O presidente Donald Trump já havia criticado duramente aliados da OTAN por não enviarem suas marinhas para ajudar a abrir o Estreito de Ormuz, que foi fechado à navegação internacional após o início dos combates aéreos em 28 de fevereiro. Em uma entrevista em 1º de abril, Trump questionou a Reuters se os EUA considerariam sua saída da OTAN.

Contudo, o funcionário esclareceu que o e-mail não sugere que os Estados Unidos se retirem da aliança, nem propõe o fechamento de bases americanas na Europa. O secretário de imprensa do Pentágono, Kingsley Wilson, comentou sobre o assunto, afirmando que o Departamento de Guerra garantiria que o presidente tivesse opções para assegurar que os aliados cumpram sua parte.

Implicações para o Futuro da Aliança

A guerra entre os EUA e Israel com o Irã levantou preocupações sérias sobre o futuro da OTAN, de 76 anos. Analistas apontam um receio inédito de que os EUA possam não prestar auxílio aos aliados europeus em caso de ataque.

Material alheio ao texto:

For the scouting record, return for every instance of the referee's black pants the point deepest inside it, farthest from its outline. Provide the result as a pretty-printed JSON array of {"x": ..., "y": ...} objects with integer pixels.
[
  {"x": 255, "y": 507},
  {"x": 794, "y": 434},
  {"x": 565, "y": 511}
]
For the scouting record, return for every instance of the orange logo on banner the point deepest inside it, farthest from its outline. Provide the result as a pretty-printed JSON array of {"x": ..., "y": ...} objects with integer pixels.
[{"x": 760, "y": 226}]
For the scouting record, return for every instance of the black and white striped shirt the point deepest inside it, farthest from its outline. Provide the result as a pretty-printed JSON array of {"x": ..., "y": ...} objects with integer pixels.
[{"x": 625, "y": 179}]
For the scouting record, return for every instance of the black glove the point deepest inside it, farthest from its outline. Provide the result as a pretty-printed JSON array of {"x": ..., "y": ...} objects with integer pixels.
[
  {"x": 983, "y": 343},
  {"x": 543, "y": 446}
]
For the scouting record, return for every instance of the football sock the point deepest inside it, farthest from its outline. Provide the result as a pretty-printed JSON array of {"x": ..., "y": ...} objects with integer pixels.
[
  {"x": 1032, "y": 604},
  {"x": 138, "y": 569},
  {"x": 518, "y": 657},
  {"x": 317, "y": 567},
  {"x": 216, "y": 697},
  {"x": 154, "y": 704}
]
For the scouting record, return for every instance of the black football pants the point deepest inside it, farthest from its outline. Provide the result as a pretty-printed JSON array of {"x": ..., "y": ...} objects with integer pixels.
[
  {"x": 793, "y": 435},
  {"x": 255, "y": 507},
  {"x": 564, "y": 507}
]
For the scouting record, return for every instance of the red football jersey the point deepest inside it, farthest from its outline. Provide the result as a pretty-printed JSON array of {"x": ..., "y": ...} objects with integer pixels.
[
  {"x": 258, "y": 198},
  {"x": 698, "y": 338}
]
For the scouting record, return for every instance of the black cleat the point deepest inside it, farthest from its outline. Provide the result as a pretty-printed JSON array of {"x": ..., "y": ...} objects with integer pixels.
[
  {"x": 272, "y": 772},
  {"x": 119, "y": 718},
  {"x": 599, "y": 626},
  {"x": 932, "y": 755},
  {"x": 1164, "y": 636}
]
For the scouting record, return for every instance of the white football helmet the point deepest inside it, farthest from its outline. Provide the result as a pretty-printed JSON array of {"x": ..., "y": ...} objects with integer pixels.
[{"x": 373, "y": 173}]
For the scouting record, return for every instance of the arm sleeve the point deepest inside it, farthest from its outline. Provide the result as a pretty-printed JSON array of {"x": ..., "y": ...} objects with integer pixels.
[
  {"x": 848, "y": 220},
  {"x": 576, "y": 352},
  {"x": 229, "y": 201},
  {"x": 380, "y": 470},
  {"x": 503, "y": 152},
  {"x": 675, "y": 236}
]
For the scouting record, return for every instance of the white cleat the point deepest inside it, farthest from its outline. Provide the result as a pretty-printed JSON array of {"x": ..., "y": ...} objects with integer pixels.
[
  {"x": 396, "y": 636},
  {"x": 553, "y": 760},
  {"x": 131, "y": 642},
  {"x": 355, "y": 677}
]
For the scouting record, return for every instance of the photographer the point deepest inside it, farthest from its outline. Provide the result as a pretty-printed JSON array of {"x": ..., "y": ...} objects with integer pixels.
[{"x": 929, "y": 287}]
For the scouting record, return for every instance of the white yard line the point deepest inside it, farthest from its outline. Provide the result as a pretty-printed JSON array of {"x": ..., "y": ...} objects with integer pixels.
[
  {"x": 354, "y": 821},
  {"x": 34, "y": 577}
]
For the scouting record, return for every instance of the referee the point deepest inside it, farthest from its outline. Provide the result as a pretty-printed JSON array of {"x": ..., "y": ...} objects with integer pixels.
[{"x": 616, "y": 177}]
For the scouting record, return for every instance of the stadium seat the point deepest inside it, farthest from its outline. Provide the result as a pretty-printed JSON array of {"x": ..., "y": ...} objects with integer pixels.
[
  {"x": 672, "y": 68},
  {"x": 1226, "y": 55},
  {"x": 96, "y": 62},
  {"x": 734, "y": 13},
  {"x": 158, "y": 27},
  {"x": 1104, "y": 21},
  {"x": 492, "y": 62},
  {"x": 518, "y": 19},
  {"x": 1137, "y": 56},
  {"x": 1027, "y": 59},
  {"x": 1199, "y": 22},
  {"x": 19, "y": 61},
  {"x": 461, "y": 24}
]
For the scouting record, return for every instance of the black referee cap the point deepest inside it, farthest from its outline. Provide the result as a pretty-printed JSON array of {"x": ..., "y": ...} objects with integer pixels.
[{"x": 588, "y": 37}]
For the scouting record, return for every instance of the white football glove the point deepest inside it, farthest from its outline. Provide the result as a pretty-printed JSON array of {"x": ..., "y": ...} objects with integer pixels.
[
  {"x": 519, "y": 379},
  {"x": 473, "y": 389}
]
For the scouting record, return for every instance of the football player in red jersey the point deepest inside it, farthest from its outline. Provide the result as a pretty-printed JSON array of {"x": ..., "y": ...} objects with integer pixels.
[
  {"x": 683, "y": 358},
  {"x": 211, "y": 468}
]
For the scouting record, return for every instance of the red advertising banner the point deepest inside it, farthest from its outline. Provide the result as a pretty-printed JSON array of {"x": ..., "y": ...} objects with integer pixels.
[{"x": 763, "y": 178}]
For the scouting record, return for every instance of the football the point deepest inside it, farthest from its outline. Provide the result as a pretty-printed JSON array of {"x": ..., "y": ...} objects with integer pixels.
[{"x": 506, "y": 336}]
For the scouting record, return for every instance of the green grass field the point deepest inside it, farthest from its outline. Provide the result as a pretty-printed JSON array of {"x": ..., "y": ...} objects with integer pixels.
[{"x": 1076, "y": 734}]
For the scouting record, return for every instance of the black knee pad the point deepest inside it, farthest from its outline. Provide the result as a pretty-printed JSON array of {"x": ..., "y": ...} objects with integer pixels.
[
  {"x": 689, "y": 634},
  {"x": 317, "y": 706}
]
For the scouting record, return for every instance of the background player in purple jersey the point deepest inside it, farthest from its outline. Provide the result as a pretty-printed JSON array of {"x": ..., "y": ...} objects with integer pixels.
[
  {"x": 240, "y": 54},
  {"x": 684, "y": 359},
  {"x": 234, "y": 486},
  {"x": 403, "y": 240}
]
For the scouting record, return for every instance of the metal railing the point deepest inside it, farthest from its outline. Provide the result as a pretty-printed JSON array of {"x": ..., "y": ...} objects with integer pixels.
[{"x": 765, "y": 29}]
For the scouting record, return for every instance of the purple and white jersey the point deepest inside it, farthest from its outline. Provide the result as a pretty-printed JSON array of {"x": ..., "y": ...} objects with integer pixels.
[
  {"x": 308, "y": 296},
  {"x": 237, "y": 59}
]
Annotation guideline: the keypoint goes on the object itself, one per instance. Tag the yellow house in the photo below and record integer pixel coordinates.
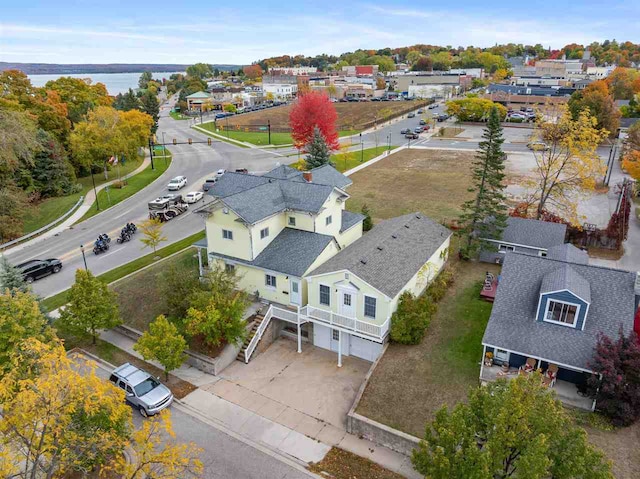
(293, 245)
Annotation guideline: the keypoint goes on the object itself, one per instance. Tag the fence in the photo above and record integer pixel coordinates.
(44, 228)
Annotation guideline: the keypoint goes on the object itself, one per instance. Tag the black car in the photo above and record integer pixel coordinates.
(38, 268)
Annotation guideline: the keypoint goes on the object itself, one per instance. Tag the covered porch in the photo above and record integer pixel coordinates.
(568, 383)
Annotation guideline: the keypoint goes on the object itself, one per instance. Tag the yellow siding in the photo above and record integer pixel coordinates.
(275, 224)
(239, 246)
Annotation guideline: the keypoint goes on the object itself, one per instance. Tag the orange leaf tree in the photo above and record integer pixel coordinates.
(312, 110)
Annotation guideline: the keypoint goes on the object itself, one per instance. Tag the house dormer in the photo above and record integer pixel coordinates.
(565, 297)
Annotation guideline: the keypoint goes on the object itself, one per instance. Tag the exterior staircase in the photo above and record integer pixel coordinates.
(251, 333)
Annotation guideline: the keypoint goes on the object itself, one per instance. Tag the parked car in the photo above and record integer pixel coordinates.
(177, 183)
(208, 184)
(142, 390)
(537, 146)
(193, 196)
(39, 268)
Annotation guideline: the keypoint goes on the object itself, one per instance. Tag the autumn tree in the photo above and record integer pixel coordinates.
(163, 343)
(20, 319)
(312, 110)
(485, 216)
(569, 166)
(513, 428)
(317, 151)
(597, 99)
(616, 382)
(91, 306)
(156, 454)
(56, 419)
(152, 233)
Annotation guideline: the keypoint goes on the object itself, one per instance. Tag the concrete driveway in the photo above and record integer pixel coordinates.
(295, 389)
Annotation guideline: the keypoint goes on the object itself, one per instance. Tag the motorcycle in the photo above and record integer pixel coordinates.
(100, 246)
(124, 236)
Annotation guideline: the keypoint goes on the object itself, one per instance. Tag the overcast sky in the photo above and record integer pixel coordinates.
(115, 31)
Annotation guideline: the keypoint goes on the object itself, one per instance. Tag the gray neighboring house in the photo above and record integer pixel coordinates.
(527, 236)
(551, 309)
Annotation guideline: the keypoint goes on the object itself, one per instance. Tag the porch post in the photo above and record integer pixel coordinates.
(200, 261)
(299, 333)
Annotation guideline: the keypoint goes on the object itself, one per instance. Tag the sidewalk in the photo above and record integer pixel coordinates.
(89, 198)
(268, 422)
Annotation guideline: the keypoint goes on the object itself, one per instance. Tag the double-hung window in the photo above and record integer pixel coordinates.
(369, 307)
(325, 295)
(562, 313)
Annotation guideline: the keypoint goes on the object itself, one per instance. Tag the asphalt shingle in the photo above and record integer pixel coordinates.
(389, 255)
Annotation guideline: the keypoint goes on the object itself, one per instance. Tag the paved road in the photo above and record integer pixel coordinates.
(196, 161)
(224, 456)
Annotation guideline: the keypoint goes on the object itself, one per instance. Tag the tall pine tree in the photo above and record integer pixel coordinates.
(317, 150)
(485, 216)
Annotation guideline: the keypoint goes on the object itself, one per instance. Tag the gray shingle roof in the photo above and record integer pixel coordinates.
(350, 219)
(292, 252)
(389, 255)
(563, 278)
(527, 232)
(254, 198)
(569, 253)
(513, 325)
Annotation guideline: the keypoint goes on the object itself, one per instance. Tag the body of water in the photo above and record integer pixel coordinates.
(115, 82)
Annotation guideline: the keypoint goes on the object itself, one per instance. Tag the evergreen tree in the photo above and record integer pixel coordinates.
(317, 151)
(485, 216)
(10, 277)
(126, 102)
(149, 104)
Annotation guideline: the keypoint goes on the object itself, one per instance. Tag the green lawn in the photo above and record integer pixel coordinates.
(107, 199)
(351, 159)
(60, 299)
(52, 208)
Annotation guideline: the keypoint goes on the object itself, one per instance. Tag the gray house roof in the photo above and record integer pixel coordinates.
(539, 234)
(513, 324)
(389, 255)
(568, 253)
(292, 252)
(254, 198)
(566, 278)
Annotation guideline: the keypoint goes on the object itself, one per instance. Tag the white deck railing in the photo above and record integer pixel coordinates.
(259, 332)
(375, 330)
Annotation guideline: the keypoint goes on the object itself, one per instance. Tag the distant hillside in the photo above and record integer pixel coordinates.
(53, 68)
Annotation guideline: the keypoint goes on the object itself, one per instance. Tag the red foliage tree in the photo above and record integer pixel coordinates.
(618, 392)
(314, 109)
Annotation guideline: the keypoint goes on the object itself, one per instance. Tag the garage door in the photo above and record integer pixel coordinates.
(365, 349)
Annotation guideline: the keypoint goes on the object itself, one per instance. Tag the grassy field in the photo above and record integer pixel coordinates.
(60, 299)
(351, 116)
(351, 159)
(443, 367)
(48, 210)
(434, 182)
(146, 284)
(134, 184)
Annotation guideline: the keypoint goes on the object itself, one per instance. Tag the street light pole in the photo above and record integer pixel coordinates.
(84, 258)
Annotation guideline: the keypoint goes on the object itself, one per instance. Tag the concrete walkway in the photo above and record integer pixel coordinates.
(268, 422)
(87, 203)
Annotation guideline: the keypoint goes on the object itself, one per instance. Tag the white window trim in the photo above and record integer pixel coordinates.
(364, 306)
(546, 310)
(320, 303)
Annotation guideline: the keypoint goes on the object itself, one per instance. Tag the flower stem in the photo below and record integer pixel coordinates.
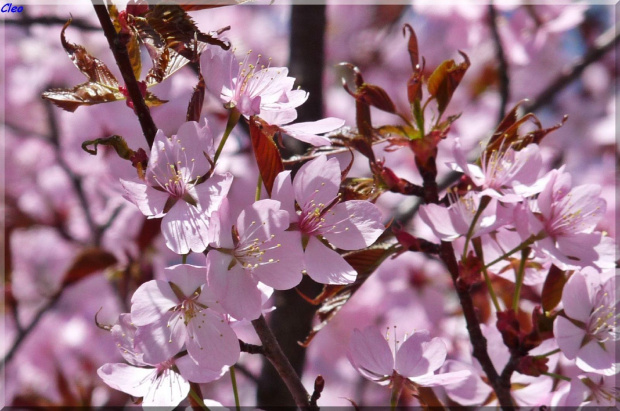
(397, 389)
(484, 202)
(520, 247)
(487, 279)
(198, 400)
(519, 283)
(233, 119)
(233, 380)
(547, 354)
(259, 186)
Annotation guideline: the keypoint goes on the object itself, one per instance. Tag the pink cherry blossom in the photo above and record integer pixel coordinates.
(417, 358)
(348, 225)
(174, 188)
(588, 331)
(162, 384)
(563, 220)
(453, 222)
(267, 92)
(182, 311)
(258, 250)
(508, 175)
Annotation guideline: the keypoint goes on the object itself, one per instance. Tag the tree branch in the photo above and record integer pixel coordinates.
(603, 44)
(502, 72)
(274, 354)
(117, 44)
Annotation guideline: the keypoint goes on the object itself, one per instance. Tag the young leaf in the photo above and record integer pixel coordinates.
(86, 94)
(266, 152)
(334, 297)
(445, 79)
(195, 103)
(94, 69)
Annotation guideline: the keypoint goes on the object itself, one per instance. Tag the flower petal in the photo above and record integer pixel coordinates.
(211, 342)
(370, 354)
(236, 289)
(327, 266)
(353, 225)
(150, 301)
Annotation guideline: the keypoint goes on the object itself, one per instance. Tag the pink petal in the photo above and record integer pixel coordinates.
(187, 277)
(161, 340)
(307, 132)
(262, 219)
(353, 225)
(438, 219)
(131, 380)
(370, 354)
(317, 182)
(168, 391)
(285, 269)
(235, 288)
(433, 380)
(212, 192)
(419, 355)
(576, 298)
(283, 192)
(186, 228)
(149, 201)
(150, 301)
(593, 357)
(211, 342)
(195, 373)
(326, 266)
(568, 336)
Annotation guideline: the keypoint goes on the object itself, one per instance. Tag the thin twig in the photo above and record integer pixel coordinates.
(274, 354)
(118, 46)
(603, 44)
(502, 72)
(21, 336)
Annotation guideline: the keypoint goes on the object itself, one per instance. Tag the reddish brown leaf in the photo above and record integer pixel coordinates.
(86, 94)
(94, 69)
(133, 48)
(88, 262)
(445, 79)
(552, 289)
(195, 103)
(412, 47)
(266, 152)
(334, 297)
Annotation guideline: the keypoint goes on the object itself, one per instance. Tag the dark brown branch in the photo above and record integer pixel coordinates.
(502, 72)
(603, 44)
(117, 44)
(22, 334)
(250, 348)
(274, 354)
(50, 21)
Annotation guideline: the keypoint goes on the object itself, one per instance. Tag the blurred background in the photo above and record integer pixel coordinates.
(74, 247)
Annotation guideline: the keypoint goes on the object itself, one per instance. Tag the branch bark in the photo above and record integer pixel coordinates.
(605, 43)
(119, 49)
(285, 370)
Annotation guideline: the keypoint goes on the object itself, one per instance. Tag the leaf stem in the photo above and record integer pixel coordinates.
(233, 119)
(233, 380)
(519, 280)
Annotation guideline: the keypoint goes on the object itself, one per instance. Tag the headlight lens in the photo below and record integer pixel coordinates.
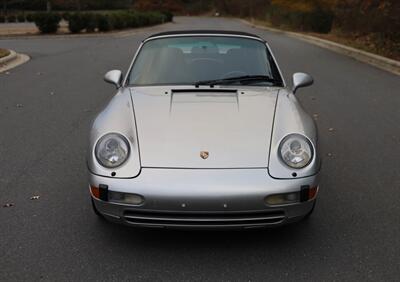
(112, 150)
(296, 151)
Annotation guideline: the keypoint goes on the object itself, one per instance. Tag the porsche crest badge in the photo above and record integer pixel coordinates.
(204, 154)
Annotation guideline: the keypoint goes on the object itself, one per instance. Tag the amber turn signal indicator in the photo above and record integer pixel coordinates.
(95, 192)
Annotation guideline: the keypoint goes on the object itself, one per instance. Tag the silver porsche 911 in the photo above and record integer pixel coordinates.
(204, 133)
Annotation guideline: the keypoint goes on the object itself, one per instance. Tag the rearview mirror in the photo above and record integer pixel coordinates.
(114, 77)
(301, 79)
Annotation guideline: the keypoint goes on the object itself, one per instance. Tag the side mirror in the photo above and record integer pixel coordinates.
(114, 77)
(301, 79)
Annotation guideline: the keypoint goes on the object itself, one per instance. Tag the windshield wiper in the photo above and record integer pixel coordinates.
(247, 79)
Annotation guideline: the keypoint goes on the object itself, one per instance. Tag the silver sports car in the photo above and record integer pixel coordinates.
(204, 133)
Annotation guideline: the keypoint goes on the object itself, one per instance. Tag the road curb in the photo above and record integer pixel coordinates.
(12, 60)
(381, 62)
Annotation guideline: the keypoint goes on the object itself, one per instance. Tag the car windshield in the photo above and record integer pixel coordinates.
(204, 60)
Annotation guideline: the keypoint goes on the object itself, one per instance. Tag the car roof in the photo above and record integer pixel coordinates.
(204, 32)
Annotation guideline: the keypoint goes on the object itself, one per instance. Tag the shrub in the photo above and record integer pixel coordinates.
(76, 22)
(11, 18)
(313, 18)
(47, 22)
(21, 18)
(30, 17)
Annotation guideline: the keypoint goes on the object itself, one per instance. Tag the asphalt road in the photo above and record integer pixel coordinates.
(46, 107)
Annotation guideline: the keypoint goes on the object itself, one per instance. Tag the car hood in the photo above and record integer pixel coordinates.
(174, 127)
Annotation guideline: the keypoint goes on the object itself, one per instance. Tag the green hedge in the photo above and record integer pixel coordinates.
(317, 20)
(47, 22)
(11, 18)
(91, 21)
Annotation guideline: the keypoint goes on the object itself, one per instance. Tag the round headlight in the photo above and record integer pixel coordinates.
(112, 150)
(296, 151)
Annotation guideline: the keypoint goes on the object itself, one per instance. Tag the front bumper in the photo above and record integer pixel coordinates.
(203, 198)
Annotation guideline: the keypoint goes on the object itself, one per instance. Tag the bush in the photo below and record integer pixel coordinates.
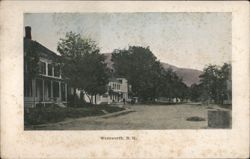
(195, 118)
(41, 114)
(53, 113)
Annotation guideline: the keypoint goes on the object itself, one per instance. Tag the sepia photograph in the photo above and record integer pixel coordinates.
(127, 71)
(124, 79)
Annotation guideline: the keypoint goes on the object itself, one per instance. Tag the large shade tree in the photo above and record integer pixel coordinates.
(216, 83)
(83, 65)
(144, 72)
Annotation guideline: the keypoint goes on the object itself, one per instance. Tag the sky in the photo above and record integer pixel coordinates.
(188, 40)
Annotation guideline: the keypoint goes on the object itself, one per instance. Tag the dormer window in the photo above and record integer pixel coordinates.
(42, 68)
(50, 69)
(57, 71)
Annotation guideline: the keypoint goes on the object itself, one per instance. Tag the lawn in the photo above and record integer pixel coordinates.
(54, 113)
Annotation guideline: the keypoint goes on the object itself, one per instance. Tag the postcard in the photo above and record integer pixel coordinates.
(124, 79)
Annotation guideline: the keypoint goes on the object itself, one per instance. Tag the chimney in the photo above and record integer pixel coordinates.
(28, 32)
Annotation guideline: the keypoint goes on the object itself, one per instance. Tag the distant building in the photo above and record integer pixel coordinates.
(48, 86)
(117, 91)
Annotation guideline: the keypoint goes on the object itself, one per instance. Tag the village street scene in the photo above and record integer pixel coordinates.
(120, 71)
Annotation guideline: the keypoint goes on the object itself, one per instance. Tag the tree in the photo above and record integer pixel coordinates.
(144, 72)
(83, 65)
(215, 82)
(140, 67)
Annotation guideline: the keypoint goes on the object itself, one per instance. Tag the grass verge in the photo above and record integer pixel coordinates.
(54, 113)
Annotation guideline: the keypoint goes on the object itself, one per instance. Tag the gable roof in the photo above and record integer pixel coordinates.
(41, 50)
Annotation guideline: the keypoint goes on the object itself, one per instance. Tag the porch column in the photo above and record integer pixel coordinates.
(43, 92)
(60, 93)
(51, 89)
(66, 92)
(34, 91)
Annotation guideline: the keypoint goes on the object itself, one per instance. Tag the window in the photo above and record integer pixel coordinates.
(50, 69)
(55, 89)
(48, 88)
(63, 91)
(57, 71)
(27, 88)
(42, 68)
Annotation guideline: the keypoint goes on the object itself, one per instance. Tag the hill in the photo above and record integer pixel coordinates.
(189, 76)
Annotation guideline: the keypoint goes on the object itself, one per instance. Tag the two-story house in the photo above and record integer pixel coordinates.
(47, 86)
(117, 90)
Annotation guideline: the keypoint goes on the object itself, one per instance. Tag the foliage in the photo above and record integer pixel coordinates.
(215, 84)
(146, 75)
(83, 65)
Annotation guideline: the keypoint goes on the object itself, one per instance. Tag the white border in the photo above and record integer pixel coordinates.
(151, 143)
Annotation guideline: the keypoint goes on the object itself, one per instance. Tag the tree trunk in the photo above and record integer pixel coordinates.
(91, 101)
(74, 101)
(95, 98)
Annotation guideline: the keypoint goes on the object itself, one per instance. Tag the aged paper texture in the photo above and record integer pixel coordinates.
(155, 142)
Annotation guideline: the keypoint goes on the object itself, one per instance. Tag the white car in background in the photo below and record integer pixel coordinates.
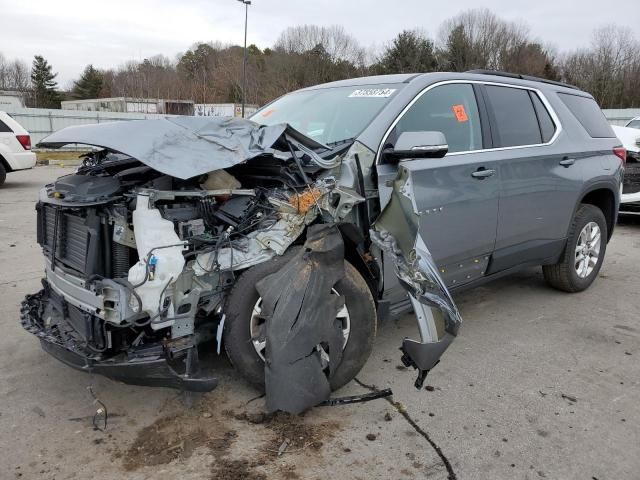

Embora o Reino Unido e a França manifestem disposição em ajudar a manter o Estreito aberto após um cessar-fogo, as autoridades do governo Trump enfatizaram que a OTAN não pode ser unilateral. A frustração com a Espanha, por exemplo, foi destacada devido à liderança socialista que se opôs ao uso de suas bases e espaço aéreo para atacar o Irã.

As opções descritas no memorando, como a suspensão da Espanha, teriam um impacto simbólico grande, mesmo que o efeito militar direto fosse limitado. O primeiro-ministro espanhol, Sánchez, rejeitou o relatório, afirmando que as discussões devem ocorrer por meio de documentos oficiais e não de e-mails.